There is a VX-OS management facility for the system with a GUI, a CLI, and a REST API.
If a flash-based storage array does 7 million IOPS with a 200μs response time and it is then implemented using faster-responding Optane SSDs then it should perform faster, meaning more IOPS. Yet Vexata's Optane array does the same 7 million IOPS with a 40μs response time. In a minute that should mean 7 million (200-40)μs saved; that's 1.12bn microseconds saved, time enough for a good few more IOPS.

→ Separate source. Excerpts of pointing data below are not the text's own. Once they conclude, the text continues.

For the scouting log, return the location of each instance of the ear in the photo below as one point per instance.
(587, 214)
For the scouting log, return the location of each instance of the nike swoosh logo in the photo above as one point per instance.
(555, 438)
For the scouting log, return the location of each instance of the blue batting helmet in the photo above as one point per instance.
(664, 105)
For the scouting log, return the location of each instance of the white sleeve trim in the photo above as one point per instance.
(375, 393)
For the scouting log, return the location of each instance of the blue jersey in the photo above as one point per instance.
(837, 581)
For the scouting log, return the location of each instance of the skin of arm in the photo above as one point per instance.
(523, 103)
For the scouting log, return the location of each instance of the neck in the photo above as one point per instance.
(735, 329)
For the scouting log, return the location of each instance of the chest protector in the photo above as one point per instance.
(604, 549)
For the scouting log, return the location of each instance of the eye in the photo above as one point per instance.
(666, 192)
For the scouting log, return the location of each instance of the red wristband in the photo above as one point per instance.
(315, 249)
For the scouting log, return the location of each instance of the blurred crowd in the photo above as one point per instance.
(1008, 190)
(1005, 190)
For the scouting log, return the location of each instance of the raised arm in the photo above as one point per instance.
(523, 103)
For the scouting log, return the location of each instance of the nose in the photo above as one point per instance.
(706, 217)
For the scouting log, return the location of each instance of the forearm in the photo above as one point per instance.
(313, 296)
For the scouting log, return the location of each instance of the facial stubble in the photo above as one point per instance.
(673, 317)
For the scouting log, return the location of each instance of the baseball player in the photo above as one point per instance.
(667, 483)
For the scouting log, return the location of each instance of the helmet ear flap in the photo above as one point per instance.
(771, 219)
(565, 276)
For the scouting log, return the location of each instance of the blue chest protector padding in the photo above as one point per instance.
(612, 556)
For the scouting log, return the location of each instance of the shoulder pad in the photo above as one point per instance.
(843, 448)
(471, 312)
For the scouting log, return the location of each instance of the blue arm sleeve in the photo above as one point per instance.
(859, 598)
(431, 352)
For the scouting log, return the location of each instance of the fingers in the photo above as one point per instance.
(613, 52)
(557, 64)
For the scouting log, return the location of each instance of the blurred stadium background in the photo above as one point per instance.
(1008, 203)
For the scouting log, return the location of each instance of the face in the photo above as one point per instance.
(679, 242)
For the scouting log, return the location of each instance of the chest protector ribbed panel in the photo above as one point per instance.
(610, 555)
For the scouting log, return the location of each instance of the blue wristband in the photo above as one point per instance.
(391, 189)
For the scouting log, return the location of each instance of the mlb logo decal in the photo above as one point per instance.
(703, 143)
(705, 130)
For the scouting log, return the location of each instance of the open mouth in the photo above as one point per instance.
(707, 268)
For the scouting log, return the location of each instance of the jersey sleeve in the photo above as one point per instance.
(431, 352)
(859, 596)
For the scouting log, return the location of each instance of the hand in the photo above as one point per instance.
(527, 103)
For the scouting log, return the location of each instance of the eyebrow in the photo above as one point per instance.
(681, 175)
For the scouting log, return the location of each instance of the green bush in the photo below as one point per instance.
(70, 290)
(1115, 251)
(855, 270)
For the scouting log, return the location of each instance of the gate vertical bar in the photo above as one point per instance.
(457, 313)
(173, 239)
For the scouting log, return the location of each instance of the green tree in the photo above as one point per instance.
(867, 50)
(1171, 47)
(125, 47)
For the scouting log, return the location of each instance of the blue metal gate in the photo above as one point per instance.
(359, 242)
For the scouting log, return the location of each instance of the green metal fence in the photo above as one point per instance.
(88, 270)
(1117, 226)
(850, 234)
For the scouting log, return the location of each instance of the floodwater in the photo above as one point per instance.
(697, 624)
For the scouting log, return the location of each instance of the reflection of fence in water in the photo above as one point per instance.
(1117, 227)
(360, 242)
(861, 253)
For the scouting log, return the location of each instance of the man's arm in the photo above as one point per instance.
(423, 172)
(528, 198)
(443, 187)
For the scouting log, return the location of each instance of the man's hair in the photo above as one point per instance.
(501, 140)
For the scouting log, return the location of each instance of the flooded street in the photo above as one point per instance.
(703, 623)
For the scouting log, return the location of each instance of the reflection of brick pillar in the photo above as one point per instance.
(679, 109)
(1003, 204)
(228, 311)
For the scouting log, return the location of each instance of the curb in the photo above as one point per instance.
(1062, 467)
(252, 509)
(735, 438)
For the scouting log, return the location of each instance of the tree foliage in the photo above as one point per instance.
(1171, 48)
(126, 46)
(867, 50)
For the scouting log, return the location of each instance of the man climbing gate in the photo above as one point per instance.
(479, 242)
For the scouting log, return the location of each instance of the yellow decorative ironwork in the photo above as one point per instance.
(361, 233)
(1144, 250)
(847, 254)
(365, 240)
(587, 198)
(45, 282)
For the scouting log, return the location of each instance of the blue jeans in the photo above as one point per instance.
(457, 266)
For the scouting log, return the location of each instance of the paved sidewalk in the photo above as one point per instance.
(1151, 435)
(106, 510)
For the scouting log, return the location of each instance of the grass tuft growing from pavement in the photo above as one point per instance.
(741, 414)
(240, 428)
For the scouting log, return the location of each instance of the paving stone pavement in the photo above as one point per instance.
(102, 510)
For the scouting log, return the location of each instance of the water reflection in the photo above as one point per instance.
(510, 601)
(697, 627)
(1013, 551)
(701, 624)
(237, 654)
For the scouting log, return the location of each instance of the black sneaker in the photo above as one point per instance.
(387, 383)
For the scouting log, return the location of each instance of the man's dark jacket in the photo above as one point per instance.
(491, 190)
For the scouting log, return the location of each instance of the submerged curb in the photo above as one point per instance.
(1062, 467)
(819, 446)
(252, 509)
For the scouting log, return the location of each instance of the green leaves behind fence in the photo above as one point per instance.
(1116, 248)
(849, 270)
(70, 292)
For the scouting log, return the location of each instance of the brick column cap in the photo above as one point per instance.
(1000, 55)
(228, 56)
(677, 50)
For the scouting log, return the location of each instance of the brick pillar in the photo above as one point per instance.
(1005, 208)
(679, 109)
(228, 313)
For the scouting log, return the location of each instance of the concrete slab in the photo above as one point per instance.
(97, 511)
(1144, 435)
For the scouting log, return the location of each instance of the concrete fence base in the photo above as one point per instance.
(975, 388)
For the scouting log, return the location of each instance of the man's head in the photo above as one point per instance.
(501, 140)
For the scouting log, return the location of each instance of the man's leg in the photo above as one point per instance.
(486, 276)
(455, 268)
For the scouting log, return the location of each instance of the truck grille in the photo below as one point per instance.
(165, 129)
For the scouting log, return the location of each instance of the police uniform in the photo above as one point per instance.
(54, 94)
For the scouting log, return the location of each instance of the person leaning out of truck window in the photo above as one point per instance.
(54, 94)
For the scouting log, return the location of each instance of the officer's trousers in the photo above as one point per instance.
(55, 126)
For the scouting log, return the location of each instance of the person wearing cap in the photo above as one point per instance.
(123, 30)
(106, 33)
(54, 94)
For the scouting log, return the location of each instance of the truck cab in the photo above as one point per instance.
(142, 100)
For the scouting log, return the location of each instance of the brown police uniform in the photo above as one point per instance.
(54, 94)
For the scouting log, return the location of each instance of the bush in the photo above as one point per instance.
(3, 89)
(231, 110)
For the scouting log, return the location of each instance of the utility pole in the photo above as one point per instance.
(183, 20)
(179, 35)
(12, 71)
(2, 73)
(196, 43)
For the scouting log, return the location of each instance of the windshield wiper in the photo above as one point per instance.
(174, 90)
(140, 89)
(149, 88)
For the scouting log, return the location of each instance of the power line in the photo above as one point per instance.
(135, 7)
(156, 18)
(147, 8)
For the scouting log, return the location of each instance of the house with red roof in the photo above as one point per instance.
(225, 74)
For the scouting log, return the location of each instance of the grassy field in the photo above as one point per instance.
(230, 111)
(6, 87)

Storage architect Chris Evans says: "At 200us that's 5,000 IOPS if they were processed serially [and] 25,000 for Optane. Clearly the IO is not serial and being managed in parallel, so queue depth, number of parallel data streams etc, is being manipulated to give high IO throughput.
"Clearly there are other processes within the architecture that are limiting the IO throughput, so even though latency is low, the system can't get past that 7 million IOPS limitation.
"The question is, does it matter? For a raw throughput perspective, flash looks more cost-effective, but from a transactional perspective where an IO needs to be complete before the next piece of work is done, then Optane wins because the application latency is 1/5th of flash.
"It would be better if Vexata quoted some transactional workload benchmarks rather than raw numbers as this would help explain the benefit. I've only had a brief chat with them on the architecture and I think that will be their challenge – getting past raw storage performance numbers to performance figures that represent real-world applications."
The ESG White Paper (PDF) describes VX-100 performance using a synthetic OLTP workload and Oracle RAC running on servers connected by Fibre Channel to the VX-100. It said the VX-100F serviced up to 5.17 million IOPS with an average latency of 414.5μs, an outstanding result for any all-flash array, but the VX-100M is operating on a completely different level, servicing 6 million IOPS with an average response time of just 45 μs.
Here there is an IOPS difference between the NAND and Optane-based VX-100 arrays, but the Optane version's 6 million IOPS is somewhat short of Vexata's stated 7 million number. The system's real-world performance needs more clearly delimiting and explaining.
It would also be interesting to understand how the VX-100F and M perform when connected by NVMe to host servers.
Possibly some form of clustering to provide scale-out capability is in Vexata's development road map.
What we have here is a hyper-hot box in the Apeiron/DSSD/E8/Excelero array product space. ®
*Vexata storage is also available as an appliance, an array with IBM's Spectrum Scale (PDF), or as software running on commodity servers and switches.
** Updated on 12 October to add: This was originally reported as $103m. An industry source told us: "It was confusing because they re-announced their total funding in their recent press release, so people assumed it was a new round of financing on top of what they raised before."